UN refugee agency boosts cooperation with Central Asian nations

16 November 2007

During a just-concluded visit to Central Asia, the United Nations High Commissioner for Refugees has strengthened his agency’s cooperation with the Governments of Kyrgyzstan and Kazakhstan to assist thousands of refugees and asylum-seekers in the two countries.

António Guterres wrapped up a five-day visit to the two countries on Thursday, after agreeing to boost refugee assistance in Kyrgyzstan and signing a cooperation agreement with Kazakhstan to play a greater role in addressing global asylum-migration issues, the agency (UNHCR) said in a press release.

While in the Kyrgyz capital of Bishkek, the High Commissioner met with President Kurmanbek Bakiev, as well as the prosecutor general, the minister of foreign affairs and the chairperson of the State Committee on Migration and Employment, which deals with asylum and refugee issues.

Mr. Guterres expressed his appreciation to the Government for respecting refugee rights in a difficult political environment, and for naturalizing some 9,000 refugees from Tajikistan. He also pledged to reduce statelessness in the country, believed to affect more than 10,000 people.

Also in Bishkek, the High Commissioner opened the region’s first reception centre for asylum seekers, offering temporary shelter as well as interview, medical and information facilities to refugees and asylum seekers.

Kyrgyzstan hosts several hundred refugees and asylum seekers from Afghanistan, Russia, Tajikistan and Uzbekistan.

During his stay in Astana, Mr. Guterres met Kazakh President Nursultan Nazarbayev and other high-ranking officials, including the ombudsman and the chairman of the Human Rights Commission.

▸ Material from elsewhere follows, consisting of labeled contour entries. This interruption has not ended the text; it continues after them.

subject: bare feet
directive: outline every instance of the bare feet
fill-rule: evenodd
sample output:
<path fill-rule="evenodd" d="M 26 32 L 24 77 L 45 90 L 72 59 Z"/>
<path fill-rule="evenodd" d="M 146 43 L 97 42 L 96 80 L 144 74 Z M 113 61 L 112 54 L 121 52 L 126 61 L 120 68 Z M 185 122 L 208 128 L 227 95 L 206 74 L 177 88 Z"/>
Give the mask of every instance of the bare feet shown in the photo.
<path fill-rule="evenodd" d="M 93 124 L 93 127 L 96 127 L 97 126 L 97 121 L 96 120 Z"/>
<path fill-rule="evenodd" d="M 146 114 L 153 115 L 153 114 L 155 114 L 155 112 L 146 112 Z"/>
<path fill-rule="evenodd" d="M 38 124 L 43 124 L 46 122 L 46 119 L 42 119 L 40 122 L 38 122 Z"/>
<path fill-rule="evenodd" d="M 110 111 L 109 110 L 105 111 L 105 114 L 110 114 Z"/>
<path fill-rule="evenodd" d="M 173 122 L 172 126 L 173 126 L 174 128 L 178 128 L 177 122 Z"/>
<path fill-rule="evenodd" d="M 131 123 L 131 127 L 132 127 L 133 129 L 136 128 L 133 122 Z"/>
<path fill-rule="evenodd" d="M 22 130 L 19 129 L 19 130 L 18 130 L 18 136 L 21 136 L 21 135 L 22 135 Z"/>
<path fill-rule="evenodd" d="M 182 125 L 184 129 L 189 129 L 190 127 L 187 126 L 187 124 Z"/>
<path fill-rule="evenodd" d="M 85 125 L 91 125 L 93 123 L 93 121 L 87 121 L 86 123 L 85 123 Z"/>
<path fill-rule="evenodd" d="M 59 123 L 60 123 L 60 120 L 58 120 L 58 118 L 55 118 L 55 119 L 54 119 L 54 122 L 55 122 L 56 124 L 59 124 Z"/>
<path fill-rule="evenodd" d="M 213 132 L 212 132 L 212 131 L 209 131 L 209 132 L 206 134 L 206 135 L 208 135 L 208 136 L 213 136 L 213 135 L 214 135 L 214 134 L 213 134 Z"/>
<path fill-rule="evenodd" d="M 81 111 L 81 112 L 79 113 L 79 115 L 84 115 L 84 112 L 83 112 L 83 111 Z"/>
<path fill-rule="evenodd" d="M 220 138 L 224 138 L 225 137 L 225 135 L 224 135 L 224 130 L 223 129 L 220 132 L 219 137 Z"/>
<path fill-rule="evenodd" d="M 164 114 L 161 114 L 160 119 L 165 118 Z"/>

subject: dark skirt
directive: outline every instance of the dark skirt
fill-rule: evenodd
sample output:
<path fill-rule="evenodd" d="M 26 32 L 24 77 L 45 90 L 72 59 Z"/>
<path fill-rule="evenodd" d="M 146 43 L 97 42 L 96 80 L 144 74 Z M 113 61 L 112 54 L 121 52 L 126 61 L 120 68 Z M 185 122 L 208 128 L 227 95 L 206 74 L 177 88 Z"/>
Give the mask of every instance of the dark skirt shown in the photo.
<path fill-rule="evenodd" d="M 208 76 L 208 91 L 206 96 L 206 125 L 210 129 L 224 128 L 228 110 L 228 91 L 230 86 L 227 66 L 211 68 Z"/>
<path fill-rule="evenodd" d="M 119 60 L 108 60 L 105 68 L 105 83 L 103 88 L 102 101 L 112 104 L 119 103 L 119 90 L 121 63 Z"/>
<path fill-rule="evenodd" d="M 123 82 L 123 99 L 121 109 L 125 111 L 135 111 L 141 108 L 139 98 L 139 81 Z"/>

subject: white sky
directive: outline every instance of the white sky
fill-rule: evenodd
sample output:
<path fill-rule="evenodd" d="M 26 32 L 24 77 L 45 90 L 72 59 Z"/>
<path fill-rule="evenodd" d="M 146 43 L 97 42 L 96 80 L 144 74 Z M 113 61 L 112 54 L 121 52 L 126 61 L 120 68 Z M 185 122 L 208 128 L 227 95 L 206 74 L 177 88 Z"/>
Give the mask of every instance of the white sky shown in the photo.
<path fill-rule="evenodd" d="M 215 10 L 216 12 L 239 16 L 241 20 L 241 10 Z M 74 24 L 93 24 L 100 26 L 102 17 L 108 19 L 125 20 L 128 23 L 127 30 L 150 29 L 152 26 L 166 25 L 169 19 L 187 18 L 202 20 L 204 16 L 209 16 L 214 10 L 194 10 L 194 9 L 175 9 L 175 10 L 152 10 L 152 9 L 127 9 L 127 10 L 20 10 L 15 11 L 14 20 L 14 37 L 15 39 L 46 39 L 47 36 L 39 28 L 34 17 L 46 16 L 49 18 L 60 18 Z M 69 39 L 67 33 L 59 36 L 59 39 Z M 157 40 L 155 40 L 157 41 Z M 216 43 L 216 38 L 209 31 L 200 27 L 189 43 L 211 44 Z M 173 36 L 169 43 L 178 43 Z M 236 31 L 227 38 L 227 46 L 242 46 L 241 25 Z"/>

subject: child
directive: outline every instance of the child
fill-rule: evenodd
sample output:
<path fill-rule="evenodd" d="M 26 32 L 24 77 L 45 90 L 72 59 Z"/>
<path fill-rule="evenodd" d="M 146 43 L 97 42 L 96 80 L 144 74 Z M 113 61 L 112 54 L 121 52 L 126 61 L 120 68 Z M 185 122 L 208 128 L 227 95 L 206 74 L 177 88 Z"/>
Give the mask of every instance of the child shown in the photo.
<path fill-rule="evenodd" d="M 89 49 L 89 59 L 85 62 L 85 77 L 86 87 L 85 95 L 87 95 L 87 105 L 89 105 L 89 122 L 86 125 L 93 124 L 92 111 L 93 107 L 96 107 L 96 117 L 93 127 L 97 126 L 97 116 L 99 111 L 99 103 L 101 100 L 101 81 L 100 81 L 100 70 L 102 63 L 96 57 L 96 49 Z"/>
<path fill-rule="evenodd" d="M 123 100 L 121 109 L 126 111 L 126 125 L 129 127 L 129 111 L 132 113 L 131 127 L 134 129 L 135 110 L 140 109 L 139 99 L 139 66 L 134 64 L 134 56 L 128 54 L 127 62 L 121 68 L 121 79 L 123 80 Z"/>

UNHCR is assisting Kazakhstan in drafting a national refugee law. Mr. Guterres was assured that the law would serve as a model for legislation in the region as it seeks to strike a balance between Kazakhstan’s national concerns and international refugee and human rights obligation, the agency said.

According to the agency, Kazakhstan is host to some 3,700 Chechens from the Russian Federation, as well as several hundred people from Afghanistan, Uzbekistan and China.